CLIENT_ID = ENV['GH_BASIC_CLIENT_ID']
CLIENT_SECRET = ENV['GH_BASIC_SECRET_ID']

use Rack::Session::Pool, :cookie_only => false

def authenticated?
  session[:access_token]
end

def authenticate!
  erb :index, :locals => {:client_id => CLIENT_ID}
end

get '/' do
  if !authenticated?
    authenticate!
  else
    access_token = session[:access_token]
    scopes = []

    begin
      auth_result = RestClient.get('http(s)://[hostname]/api/v3/user',
                                   {:params => {:access_token => access_token},
                                    :accept => :json})
    rescue => e
      # request didn't succeed because the token was revoked so we
      # invalidate the token stored in the session and render the
      # index page so that the user can start the OAuth flow again

      session[:access_token] = nil
      return authenticate!
    end

    # the request succeeded, so we check the list of current scopes
    if auth_result.headers.include? :x_oauth_scopes
      scopes = auth_result.headers[:x_oauth_scopes].split(', ')
    end

    auth_result = JSON.parse(auth_result)

    if scopes.include? 'user:email'
      auth_result['private_emails'] =
        JSON.parse(RestClient.get('http(s)://[hostname]/api/v3/user/emails',
                       {:params => {:access_token => access_token},
                        :accept => :json}))
    end

    erb :advanced, :locals => auth_result
  end
end

get '/callback' do
  session_code = request.env['rack.request.query_hash']['code']

  result = RestClient.post('https://github.com/login/oauth/access_token',
                          {:client_id => CLIENT_ID,
                           :client_secret => CLIENT_SECRET,
                           :code => session_code},
                           :accept => :json)

  session[:access_token] = JSON.parse(result)['access_token']

  redirect '/'
end

コードの大部分は見慣れたもののはずです。 たとえば、ここでもGitHub Enterprise Server APIを呼び出すためにRestClient.getを使用し、 またERBテンプレート (この例ではadvanced.erb) に結果をレンダリングするため結果を渡しています。

また、ここではauthenticated?メソッドを使い、ユーザがすでに認証されているかを確認しています。 認証されていない場合は、authenticate!メソッドが呼び出され、OAuthのフローを実行して、付与されたトークンとスコープでセッションを更新します。
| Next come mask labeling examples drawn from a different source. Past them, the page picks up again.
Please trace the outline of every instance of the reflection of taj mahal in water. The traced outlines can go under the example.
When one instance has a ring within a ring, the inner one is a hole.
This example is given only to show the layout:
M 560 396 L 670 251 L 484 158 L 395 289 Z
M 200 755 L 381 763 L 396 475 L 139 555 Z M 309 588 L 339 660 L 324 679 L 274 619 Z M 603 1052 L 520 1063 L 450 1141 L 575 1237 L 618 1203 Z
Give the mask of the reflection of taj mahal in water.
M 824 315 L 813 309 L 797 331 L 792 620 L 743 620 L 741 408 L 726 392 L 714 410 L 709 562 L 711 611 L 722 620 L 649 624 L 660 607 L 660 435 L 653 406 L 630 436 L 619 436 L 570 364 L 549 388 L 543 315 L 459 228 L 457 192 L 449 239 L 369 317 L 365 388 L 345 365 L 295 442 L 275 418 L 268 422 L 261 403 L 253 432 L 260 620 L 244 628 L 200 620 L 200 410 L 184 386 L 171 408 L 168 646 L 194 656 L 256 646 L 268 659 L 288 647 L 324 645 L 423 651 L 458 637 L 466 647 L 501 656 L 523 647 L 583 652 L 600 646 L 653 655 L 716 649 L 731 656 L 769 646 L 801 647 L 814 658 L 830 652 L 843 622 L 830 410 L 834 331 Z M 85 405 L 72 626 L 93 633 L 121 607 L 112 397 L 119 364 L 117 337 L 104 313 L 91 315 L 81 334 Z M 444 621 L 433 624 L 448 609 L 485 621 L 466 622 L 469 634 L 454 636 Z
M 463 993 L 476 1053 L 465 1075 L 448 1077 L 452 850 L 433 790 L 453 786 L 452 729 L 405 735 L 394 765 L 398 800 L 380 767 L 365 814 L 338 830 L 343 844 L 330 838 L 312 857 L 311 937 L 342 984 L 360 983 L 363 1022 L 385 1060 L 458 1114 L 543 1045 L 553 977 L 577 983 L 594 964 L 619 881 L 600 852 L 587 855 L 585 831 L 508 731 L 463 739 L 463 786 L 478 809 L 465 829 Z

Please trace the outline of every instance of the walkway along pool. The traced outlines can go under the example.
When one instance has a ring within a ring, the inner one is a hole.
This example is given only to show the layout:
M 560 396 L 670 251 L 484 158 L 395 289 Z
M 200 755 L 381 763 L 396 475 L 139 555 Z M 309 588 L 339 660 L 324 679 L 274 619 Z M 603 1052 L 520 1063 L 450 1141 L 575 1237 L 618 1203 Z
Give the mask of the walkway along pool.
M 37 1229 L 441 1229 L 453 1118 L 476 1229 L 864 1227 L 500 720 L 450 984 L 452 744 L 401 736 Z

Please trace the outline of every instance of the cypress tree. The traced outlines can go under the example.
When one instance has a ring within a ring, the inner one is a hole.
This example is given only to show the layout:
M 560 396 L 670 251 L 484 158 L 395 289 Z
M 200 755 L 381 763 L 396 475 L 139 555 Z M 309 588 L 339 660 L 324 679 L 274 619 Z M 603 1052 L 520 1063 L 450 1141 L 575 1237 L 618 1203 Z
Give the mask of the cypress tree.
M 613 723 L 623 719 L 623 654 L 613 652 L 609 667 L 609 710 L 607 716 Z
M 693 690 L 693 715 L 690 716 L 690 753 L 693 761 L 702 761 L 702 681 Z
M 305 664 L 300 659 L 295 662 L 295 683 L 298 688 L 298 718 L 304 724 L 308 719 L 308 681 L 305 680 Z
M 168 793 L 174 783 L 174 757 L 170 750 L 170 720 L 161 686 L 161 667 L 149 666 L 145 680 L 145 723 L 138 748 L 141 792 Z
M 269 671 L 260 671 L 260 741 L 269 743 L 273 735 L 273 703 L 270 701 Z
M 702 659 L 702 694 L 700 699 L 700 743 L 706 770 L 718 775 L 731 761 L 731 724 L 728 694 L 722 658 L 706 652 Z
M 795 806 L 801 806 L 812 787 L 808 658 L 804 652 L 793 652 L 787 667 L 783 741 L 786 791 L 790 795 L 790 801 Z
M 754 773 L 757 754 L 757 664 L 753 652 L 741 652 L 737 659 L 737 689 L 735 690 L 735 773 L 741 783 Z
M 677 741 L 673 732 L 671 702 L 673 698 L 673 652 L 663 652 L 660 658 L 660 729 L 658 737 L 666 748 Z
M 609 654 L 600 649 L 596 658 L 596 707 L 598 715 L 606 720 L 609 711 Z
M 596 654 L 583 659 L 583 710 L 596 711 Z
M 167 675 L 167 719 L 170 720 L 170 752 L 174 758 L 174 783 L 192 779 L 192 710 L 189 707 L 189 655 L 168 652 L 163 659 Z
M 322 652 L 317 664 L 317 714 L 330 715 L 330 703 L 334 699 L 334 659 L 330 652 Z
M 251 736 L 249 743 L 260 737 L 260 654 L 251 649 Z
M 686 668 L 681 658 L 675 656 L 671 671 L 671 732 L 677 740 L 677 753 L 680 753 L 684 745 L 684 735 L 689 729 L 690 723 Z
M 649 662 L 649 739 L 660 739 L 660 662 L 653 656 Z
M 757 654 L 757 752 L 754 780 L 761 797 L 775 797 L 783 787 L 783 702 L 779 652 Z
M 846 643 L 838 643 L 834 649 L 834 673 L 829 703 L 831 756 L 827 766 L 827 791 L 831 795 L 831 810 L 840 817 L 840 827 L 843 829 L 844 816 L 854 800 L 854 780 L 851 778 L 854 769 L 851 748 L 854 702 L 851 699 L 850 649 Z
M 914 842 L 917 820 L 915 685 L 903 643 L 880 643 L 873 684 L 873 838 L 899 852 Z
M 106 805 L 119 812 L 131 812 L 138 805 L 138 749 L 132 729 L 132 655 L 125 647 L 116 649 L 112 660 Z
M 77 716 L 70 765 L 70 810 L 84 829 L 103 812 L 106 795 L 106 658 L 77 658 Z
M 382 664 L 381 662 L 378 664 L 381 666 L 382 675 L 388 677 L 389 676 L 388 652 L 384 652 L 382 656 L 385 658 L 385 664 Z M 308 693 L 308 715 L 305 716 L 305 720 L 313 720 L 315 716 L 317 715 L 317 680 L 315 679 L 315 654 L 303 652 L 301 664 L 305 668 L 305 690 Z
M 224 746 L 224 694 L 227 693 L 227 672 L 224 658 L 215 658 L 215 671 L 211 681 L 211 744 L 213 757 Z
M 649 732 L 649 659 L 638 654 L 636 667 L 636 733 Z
次に、 views内にadvanced.erbというファイルを作成し、以下のマークアップを貼り付けてください。

<html>
  <head>
  </head>
  <body>
    <p>Well, well, well, <%= login %>!</p>
    <p>
      <% if !email.empty? %> It looks like your public email address is <%= email %>.
      <% else %> It looks like you don't have a public email. That's cool.
      <% end %>
    </p>
    <p>
      <% if defined? private_emails %>
      With your permission, we were also able to dig up your private email addresses:
      <%= private_emails.map{ |private_email_address| private_email_address["email"] }.join(', ') %>
      <% else %>
      Also, you're a bit secretive about your private email addresses.
      <% end %>
    </p>
  </body>
</html>

コマンドラインからruby advanced_server.rbを呼び出します。このコマンドは、ポート4567 (単純なSinatraアプリケーションを使用していた時と同じポート) でサーバーを起動します。 http://localhost:4567 に移動すると、アプリケーションはauthenticate!を呼び出し、/callbackにリダイレクトします。 そして/callback/に戻され、認証が終わっているのでadvanced.erbがレンダリングされます。

GitHub Enterprise ServerのコールバックURLを/にするだけで、このラウンドトリップ経路を単純化できました。 ただし、server.rbadvanced.rbの両方が同じコールバックURLに依存しているため、動作は少し不安定になります。

また、このアプリケーションをGitHub Enterprise Serverデータにアクセスするよう認証したことがない場合、以前と同じ確認ダイアログが表示され、警告されるでしょう。